ITB 2024 Special Reporting
Business Valuation by Business Organization.
By Robin Trehan, B.A, MIB, MBA electronic business.
Monday, 24th July 2006
How to value a business and figure out how much to pay for it difficult question - a good amount of home work need to be done to derive its true values in terms of its books value. This article will cover business organization factor in terms of value.

The first step in this direction will be to find out about:

Business Organization - How the business is legally organized (corporation, sole proprietorship, partnership, etc.)

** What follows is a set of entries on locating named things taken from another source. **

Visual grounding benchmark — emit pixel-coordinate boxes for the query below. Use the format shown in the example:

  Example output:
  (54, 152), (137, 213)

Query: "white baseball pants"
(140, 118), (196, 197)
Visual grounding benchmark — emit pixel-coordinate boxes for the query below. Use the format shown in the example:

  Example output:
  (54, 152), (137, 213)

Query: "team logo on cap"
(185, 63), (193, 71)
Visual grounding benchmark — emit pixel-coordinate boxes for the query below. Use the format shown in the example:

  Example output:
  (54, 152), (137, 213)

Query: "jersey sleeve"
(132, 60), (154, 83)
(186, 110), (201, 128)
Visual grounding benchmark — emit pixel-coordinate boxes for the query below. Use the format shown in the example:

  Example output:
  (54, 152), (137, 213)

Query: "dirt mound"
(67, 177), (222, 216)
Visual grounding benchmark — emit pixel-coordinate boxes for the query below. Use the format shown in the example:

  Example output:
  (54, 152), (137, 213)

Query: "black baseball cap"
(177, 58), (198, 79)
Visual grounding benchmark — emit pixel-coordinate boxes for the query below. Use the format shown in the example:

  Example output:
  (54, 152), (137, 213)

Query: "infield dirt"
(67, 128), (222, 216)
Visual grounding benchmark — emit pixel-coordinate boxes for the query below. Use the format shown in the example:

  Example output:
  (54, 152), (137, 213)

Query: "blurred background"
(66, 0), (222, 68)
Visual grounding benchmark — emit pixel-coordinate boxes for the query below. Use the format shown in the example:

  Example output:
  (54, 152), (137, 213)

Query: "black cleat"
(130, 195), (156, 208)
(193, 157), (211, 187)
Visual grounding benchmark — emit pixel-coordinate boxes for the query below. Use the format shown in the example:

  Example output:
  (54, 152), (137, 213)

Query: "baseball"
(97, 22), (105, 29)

  • If the business is a partnership, how many partners are there, and who are they?
  • If the business is a corporation: How many shareholders are there? Who is the state of incorporation?
  • Who are the major shareholders, and what percentage of the total outstanding stock does each own? 
  • Is the stock publicly traded? If yes, on which board there share is trading, whether it is AMEX, NASDAQ, Pink sheet bulletin, DJIA, NYSE board? How much the stock is worth and how much is the P/E ratio and book value of the company. 
  • How long has the business existed, and for how long under its present owners and why do they want to sell? 
  • Is the company engaged in any joint ventures, outsourcing, international venture or similar undertakings? 
  • What are the company's major accomplishments for the years? What are its failures and reasons for it?  
  • How is the business regarded by its customers, competitors, suppliers,   employees, its bank, the financial community, the community in which it is     located, and government agencies with which it interacts?  
  • What government agencies have regulatory or other control over the business? Is the business currently in compliance with all requirements?  
  • Does the company's success depend heavily on one or more key employees?  
  • Does the company's success depend heavily on one or more key suppliers or contracts? 
  • Does the company's success depend heavily on one or more key customers? 
  • Are there any potentially threatening situations in connection with management, products, services, finances, legal obligations, etc.? 
  • What is the company's litigation history?  
  • What are the threats to the business from new technology?
From these points we will have a basic idea about the company and whether it is worth perusing for.